The guard members volunteered for the duty and no official public mention was made of their mission at first.But the publicity spread quickly as the numbers grew when President Bush began calling on Utah's part-time soldiers from the National Guard, Navy Reserve, Army Reserve and most recently the Marine Corps. Active duty Air Force personnel from Hill Air Force Base are also involved.
And now it is difficult to find someone without some kind of tie to a soldier in the Middle East. And the only branch of military service in Utah not involved in the buildup is the Coast Guard, which comes under Defense Department control only when Congress declares war or an emergency.

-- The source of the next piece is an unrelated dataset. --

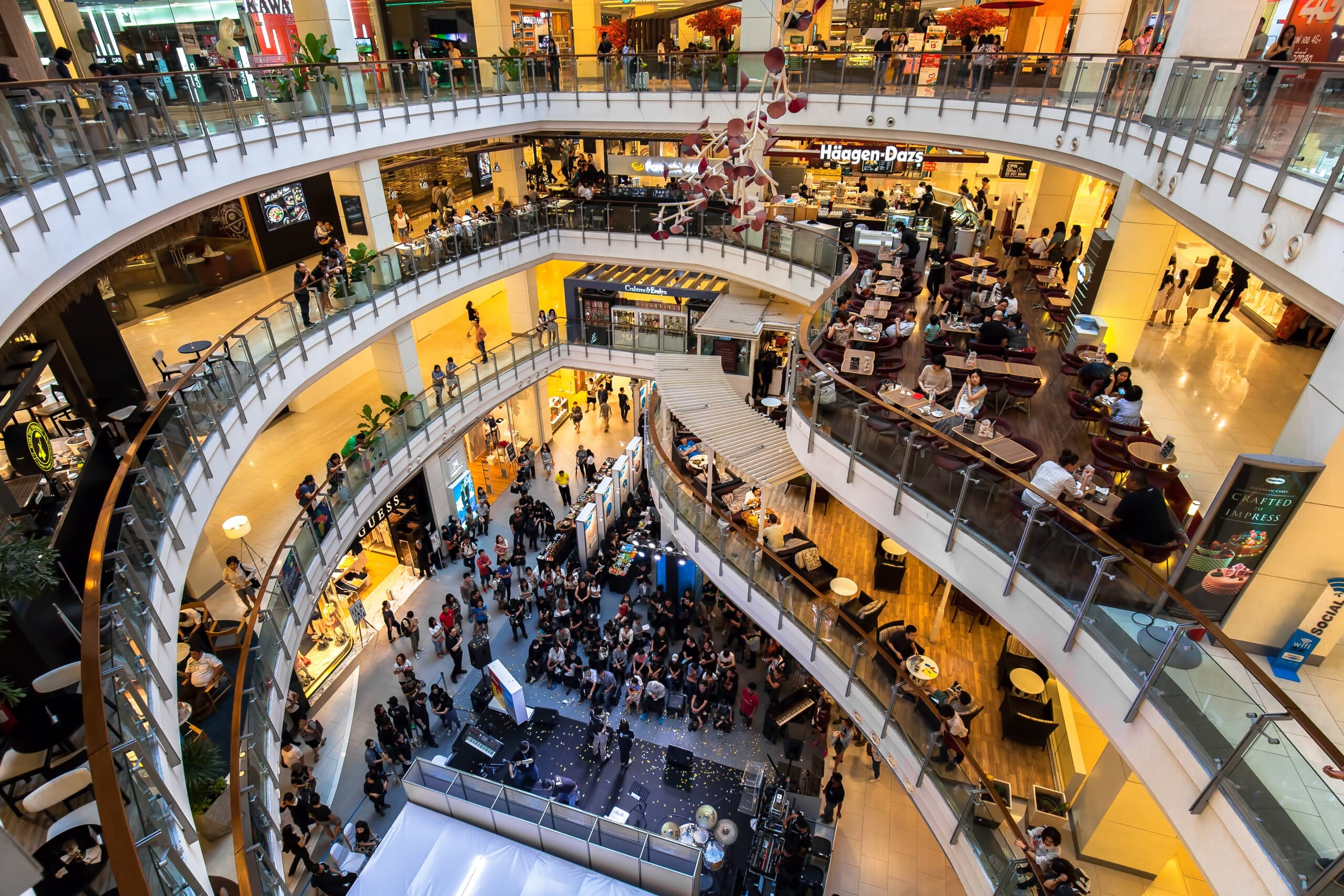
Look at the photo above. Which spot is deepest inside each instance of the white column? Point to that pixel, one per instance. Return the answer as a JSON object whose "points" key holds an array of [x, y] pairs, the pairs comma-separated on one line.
{"points": [[1098, 26], [397, 362], [512, 175], [523, 301], [1144, 238], [494, 30], [1054, 198], [365, 181]]}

Even though the Utah Air National Guard was the first military branch involved, it has not experienced an official call-up but remains able to fill aerial refueling missions with crews of volunteers.
The other branches have experienced formal activations, which for the reserve components obligates their members for 90 to 180 days of active duty service before they can return home to their civilian jobs.
The military branch in Utah with the most members involved in supporting Operation Desert Shield is the Air Force, but a close estimate of the number of soldiers involved is difficult because the Air Force, unlike all other branches of the military, refuses to release any numbers.
The second-largest Utah contingent is the Army National Guard's 144th Evacuation Hospital, which has about 423 members that are scheduled to leave Salt Lake City Saturday and Sunday.
Utahns' military jobs represented so far also include fighter aircraft and aerial refueling tankers and their support crews, a petroleum trucking company, linguists trained in Middle Eastern languages, a water purification team, assorted medical support personnel and a light armored vehicle battalion.